Rassurés par vos propos
Nous y courons sans plus attendre ;
Bergers, il faut descendre
De dessus nos coteaux
Pour visiter cet Enfant rare ;
Appelons Perrette et Colin,
Et que chacun se prépare
Pour se mettre en chemin. [5]


_______
  1. Petite finesse de l’éditeur. C’est première édition qu’il faut lire.
  2. Les cantiques spirituels du Père Martial de Brives se trouvent insérés entre la page 180 et la page 213 des Cantiques Spirituels de l’Amour Divin du Père Surin. Ils occupent donc trente-deux pages au centre du livre. Pour une raison qui m’échappe, l’imprimeur, au lieu de continuer la pagination régulière du livre de Surin sur les trente-deux pages réservées aux poésies de Martial de Brives, l’interrompt à la page 180, pagine à nouveau (de 1 à 32) puis rétablit à la page 213 la pagination régulière de l’ouvrage de Surin et la poursuit jusqu’à la fin du volume. On ne retrouve point cette bizarrerie de pagination dans l’édition de 1694.
  3. Martial de Brives, poète français, naquit à la fin du 16ième siècle. Il étudia à Paris et suivit un cours de droit à Toulouse où son père était président au parlement. Il y connut le gardien des Capucins et renonça à sa carrière pour entrer dans cet ordre. Il se livra d’abord à la prédication qu’il abandonna pour cause de mauvaise santé. Puis il rentra dans son couvent où la poésie religieuse absorba tous ses loisirs.
  4. Jean-Joseph Surin, écrivain ascétique, naquit à Bordeaux en l’an 1600. Il était fils d’un conseiller au parlement de Bordeaux qui n’accéda qu’après de longues instances à son désir d’entrer chez les Jésuites. Il était d’une ardente piété et sa connaissance profonde du cœur humain le rendit fort remarquable pour la conduite des âmes. Aussi ses supérieurs lui confièrent la direction du couvent des Ursulines de Loudun, dont la possession faisait grand bruit et sur lesquelles le supplice récent d’Urbain Grandier attirait plus que jamais l’attention publique. Mais il advint que le bon Père Surin, qui était venu à Loudun pour exorciser, tomba lui-même en possession. Si bien que l’on fut obligé d’appeler à son secours d’autres exorcistes qui ne pouvaient le délivrer à son tour des démons qui le hantaient qu’en lui appliquant le Saint Sacrement sur la bouche. « Je suis en perpétuelle conversation avec les diables, écrivait-il à un confrère de Reims, le R. P. d’Attichi ; depuis trois mois et demi, je ne suis jamais sans avoir un diable auprès de moi en exercice. Quand je veux parler, il me paralyse la langue ; à la messe il m’arrête tout court ; à table, il m’empêche de porter les morceaux à la bouche ; à confesse, il me fait oublier tout à coup mes péchés. Je sens le diable aller et venir chez moi, comme dans sa maison ! » — La situation devint si grave pour le Père Surin que les Jésuites lui ordonnèrent de quitter le couvent et de retourner à Bordeaux. Il y retrouva bientôt le calme et put reprendre l’exercice de son ministère. Il mourut à Bordeaux le 21 avril 1665.

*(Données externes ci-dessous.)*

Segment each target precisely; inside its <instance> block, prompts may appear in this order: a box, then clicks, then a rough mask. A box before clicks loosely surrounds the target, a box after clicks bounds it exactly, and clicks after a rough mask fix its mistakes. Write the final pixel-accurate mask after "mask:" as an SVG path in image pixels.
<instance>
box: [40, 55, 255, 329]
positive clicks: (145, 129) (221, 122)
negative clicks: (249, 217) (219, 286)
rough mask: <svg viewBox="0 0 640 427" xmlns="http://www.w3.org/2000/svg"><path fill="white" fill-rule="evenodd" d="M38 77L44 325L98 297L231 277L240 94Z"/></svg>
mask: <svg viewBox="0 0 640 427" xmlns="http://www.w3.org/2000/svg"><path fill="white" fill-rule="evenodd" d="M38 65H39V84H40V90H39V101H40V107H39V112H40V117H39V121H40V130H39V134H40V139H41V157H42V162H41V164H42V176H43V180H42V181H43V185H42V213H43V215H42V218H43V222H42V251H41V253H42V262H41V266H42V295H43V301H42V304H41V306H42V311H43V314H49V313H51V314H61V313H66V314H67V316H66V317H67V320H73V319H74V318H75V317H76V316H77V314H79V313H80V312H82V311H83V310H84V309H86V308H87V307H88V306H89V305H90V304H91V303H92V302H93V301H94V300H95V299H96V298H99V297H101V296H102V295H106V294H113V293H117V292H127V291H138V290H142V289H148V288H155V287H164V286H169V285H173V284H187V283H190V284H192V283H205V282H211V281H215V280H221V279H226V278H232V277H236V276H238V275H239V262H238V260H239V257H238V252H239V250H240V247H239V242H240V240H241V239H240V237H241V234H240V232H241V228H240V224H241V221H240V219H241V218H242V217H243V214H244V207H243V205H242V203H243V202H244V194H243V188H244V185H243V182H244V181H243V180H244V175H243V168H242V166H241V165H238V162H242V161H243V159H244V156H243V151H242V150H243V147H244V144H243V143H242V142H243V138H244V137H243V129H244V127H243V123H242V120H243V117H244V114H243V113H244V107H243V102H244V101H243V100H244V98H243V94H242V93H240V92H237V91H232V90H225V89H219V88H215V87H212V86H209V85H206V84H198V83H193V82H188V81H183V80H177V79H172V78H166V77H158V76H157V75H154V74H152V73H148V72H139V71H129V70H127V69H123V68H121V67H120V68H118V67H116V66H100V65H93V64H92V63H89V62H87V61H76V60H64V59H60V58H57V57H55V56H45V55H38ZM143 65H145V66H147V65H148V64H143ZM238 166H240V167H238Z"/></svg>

    Ses œuvres ascétiques sont assez considérables : Catéchisme Spirituel ; Paris 1661, imprimé aux frais du prince de Conti, avec lequel il entretenait des relations suivies ; — Fondements de la vie spirituelle, tirés de l’Imitation de Jésus-Christ ; Paris 1669 ; — Cantiques Spirituels de l’Amour Divin, Paris, 1664, 1677, 1679, 1694, et 1731 ; — Dialogues spirituels, etc., etc.
    Cf : Firmin Didot et Frères : Nouvelle Biographie Générale, tome 44, pages 674 et 675.
  5. Cantiques Spirituels, pages 422, 423 et 424.
    Je ne crois pas intéresser le lecteur en publiant le second noël (pages 425 et 426) écrit sur un gentil air de cour, dit l’éditeur : Pendant que nous sommes, Nous faut réjouir. La musique, que nous n’avons point, en serait ravissante qu’elle ne pallierait pas l’absolue médiocrité du cantique. L’inspiration en est nulle et la poésie détestable.